Magnesium plays a crucial role in over 300 biochemical reactions in the body. It supports muscle and nerve function, regulates blood pressure, helps in energy production, maintains a healthy heartbeat, and is vital for bone health. It also plays a role in mood regulation and blood sugar control. The best and safest way to meet your magnesium needs is through food. Good dietary sources include green leafy vegetables (like spinach), nuts (especially almonds and cashews), seeds, legumes, whole grains, and bananas. Dark chocolate and certain fish like mackerel also contain magnesium. The recommended dietary allowance (RDA) for adults is around 310-420 mg per day depending on age and sex. When intake is through food, the risk of excess is low, and the absorption is more balanced. Supplements may be necessary only for those with confirmed deficiency, poor diet, or absorption issues.
What are the symptoms of magnesium deficiency and how can we check for the deficiency?
Magnesium deficiency can be subtle at first, but over time, it may present with symptoms like muscle cramps or twitches, fatigue, numbness or tingling, mood swings, irritability, poor sleep, and irregular heartbeat. In more severe cases, deficiency can lead to low calcium or potassium levels, which can further affect nerve and muscle function. However, because only about 1% of magnesium is found in the blood, standard blood tests may not always detect low tissue levels. A better assessment includes considering symptoms, dietary intake, medical history, and sometimes specialised tests like red blood cell magnesium levels. Chronic conditions such as diabetes, gastrointestinal disorders, alcoholism, and the use of certain medications can also raise the risk of deficiency.
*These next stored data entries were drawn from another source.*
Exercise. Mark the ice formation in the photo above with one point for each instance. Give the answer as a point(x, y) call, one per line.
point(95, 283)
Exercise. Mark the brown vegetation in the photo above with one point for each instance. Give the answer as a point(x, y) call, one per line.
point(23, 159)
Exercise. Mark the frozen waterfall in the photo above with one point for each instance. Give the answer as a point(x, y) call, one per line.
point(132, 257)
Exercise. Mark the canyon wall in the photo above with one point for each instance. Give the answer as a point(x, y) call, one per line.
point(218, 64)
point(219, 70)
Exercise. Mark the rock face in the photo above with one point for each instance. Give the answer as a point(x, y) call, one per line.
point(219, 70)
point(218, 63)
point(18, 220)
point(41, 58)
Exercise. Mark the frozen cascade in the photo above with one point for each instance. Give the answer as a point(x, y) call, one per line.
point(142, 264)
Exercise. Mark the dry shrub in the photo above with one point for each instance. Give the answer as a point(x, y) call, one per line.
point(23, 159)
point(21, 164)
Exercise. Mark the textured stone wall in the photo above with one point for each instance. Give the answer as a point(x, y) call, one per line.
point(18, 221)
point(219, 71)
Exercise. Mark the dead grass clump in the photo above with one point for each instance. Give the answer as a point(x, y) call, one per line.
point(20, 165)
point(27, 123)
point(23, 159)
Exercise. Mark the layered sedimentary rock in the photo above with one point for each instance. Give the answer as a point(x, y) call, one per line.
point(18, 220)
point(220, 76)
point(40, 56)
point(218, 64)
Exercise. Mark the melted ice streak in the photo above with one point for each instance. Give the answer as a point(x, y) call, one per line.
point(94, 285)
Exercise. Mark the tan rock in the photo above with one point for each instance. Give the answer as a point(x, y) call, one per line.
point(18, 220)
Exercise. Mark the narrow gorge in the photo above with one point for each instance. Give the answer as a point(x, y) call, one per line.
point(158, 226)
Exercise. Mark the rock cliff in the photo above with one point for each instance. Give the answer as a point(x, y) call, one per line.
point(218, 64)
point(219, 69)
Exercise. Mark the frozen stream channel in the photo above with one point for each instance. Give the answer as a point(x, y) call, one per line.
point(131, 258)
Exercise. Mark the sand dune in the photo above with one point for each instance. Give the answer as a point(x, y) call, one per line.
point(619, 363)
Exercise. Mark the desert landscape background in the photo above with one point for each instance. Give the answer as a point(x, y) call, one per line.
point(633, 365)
If you suspect low magnesium, consult your doctor rather than self-diagnosing. They can recommend appropriate tests or a trial of dietary changes before jumping to supplementation.
Who should avoid magnesium supplements?
Certain people should be cautious of magnesium supplements unless prescribed. Those with kidney disease are at high risk, as their kidneys may not effectively remove excess magnesium, which can lead to toxicity. Symptoms of excess magnesium include nausea, low blood pressure, irregular heartbeat, confusion, and in extreme cases, coma. People on medications like antibiotics (especially tetracyclines and quinolones), muscle relaxants, or diuretics should also be careful, as magnesium can interact with these drugs and affect absorption or efficacy. Those with heart block or certain digestive disorders that impair magnesium absorption should not take supplements without medical guidance. Pregnant or breastfeeding women should also follow prescribed limits. Magnesium from food is generally safe for everyone, but supplementation should be tailored to individual needs and medical history. Always talk to a healthcare provider before starting any new supplement, even if it’s available OTC.